Sky came from a Chocolate X Broken Chocolate litter, so I was a bit suprised when he showed up(yet to figure out who carries blue)
I hope to be able to produce some more lilacs, so I can work on the shading.


----------



## Jack Garcia (Oct 9, 2009)

Both parents must carry blue. He's cute.


----------



## windyhill (Jan 19, 2010)

Thanks 

Oh yeah, both of them  I knew that
Can you tell Im running on a lack of sleep,lol

Im going to re-breed his parents and see what I get this time.


----------



## zany_toon (Apr 3, 2010)

He is lovely, I've never seen a lilac before except in photos.
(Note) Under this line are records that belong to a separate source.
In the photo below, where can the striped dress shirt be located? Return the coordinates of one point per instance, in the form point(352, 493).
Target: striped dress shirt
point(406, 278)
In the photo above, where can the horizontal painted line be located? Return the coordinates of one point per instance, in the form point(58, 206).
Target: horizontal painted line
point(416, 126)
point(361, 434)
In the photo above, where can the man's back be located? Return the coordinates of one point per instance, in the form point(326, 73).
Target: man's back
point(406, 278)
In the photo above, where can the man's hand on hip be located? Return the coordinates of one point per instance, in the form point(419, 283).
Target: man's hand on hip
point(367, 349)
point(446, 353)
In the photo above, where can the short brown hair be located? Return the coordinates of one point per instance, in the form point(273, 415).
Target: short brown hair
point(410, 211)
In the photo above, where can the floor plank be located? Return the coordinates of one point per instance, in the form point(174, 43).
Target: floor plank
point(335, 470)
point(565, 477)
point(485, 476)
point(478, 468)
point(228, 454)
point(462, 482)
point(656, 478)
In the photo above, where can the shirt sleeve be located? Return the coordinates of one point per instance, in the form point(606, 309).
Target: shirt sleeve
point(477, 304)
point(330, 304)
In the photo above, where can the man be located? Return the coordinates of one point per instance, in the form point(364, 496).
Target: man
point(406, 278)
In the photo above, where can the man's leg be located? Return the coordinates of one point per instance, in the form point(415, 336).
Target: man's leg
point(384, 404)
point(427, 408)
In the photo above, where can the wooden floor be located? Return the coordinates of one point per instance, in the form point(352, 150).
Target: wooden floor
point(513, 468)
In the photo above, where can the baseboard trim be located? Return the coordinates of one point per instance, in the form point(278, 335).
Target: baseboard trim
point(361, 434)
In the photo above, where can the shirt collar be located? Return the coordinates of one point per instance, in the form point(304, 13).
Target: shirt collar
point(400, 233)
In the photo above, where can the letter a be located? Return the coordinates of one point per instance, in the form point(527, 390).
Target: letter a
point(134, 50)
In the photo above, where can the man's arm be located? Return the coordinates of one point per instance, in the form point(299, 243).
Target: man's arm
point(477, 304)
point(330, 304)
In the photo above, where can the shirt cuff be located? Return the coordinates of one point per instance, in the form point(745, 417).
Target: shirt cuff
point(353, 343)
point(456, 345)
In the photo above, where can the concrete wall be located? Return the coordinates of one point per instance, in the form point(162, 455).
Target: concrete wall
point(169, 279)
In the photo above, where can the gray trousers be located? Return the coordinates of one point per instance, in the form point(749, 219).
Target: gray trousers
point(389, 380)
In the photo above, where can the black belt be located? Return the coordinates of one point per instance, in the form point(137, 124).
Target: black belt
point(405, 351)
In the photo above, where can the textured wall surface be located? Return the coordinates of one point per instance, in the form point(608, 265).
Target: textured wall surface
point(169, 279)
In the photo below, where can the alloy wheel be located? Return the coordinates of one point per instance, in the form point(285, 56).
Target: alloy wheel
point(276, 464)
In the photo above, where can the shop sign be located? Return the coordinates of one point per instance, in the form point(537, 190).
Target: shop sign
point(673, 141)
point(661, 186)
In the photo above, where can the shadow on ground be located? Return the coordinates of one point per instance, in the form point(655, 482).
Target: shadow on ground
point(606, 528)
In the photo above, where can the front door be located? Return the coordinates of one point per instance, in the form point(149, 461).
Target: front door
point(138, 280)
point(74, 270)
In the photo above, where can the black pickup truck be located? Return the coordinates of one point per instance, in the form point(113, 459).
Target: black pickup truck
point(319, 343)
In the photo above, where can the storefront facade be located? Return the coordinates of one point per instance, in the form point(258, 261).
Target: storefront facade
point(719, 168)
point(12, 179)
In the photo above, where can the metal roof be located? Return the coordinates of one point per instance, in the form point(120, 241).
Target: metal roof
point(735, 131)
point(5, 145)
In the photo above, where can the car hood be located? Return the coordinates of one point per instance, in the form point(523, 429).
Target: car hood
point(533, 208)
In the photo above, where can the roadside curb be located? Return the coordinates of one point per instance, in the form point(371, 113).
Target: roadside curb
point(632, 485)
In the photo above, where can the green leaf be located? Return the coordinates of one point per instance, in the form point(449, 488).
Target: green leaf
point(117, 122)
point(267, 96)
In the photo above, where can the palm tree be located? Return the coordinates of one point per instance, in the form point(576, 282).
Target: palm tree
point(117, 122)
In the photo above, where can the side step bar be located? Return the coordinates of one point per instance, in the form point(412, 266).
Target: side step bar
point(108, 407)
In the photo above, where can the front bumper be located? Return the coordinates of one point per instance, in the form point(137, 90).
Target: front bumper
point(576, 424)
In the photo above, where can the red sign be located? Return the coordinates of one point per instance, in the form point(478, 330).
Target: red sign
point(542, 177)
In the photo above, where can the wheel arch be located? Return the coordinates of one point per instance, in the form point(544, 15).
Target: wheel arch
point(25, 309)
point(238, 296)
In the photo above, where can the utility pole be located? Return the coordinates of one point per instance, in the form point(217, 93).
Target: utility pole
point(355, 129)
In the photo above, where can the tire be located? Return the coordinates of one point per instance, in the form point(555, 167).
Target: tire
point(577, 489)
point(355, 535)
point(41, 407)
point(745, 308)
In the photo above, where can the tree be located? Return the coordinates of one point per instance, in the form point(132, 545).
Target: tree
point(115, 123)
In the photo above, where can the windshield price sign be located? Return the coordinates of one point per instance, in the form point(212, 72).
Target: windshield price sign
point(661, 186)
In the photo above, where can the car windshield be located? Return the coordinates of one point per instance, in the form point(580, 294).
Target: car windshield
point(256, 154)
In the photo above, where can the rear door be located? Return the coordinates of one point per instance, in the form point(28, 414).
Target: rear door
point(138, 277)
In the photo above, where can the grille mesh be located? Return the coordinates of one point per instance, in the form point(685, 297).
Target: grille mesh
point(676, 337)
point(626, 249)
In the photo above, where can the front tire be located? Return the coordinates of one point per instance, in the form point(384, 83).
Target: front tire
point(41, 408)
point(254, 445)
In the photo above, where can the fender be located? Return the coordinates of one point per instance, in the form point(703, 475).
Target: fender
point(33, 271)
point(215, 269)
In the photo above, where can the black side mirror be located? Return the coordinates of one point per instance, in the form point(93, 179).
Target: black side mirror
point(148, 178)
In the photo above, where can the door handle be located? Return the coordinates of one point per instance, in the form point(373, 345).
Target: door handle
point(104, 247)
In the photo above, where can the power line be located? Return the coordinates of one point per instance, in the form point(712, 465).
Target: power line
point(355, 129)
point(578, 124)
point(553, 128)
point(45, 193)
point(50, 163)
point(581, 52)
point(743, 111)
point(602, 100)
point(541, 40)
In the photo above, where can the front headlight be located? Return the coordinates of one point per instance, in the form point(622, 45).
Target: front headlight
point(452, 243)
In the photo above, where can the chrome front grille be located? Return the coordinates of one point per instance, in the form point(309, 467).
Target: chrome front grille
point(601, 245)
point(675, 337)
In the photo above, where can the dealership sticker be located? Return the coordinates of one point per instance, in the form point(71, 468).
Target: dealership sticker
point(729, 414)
He looks really cute!


----------



## windyhill (Jan 19, 2010)

Thanks 
I've never seen/had a lilac before him.


----------



## Onyx (May 2, 2010)

Aww very cute indeed! Fingers crossed mum and dd will produce couple next time =D


----------



## Autumn2005 (Apr 21, 2010)

Are his eyes black? Would he still be considered a lilac if his eyes were pink? I had an agouti and a stone produce one that color, with pink eyes.


----------



## windyhill (Jan 19, 2010)

Thanks

It depends on what standards you breed to.
With the one I use, Lilacs have black eyes and doves have pink eyes,but some standards are the other way around.
I have a dove(Pink eyed black) doe who looks about the same,but she has pink eyes
I dont know what color stone is,sorry.(I do good to remember American color terms,lol)


----------



## Autumn2005 (Apr 21, 2010)

Stone is actually a term I found on this forrm. He's a light greyish brown, and no one has been able to tell my what color he is.


----------



## windyhill (Jan 19, 2010)

Ive seen the term stone used before,but dont know what it is in American Standards


----------



## WoodWitch (Oct 18, 2009)

Stone is what I _think_ you know as Beige, and is a bi-product of (what you call in USA) Bone x Bone.


----------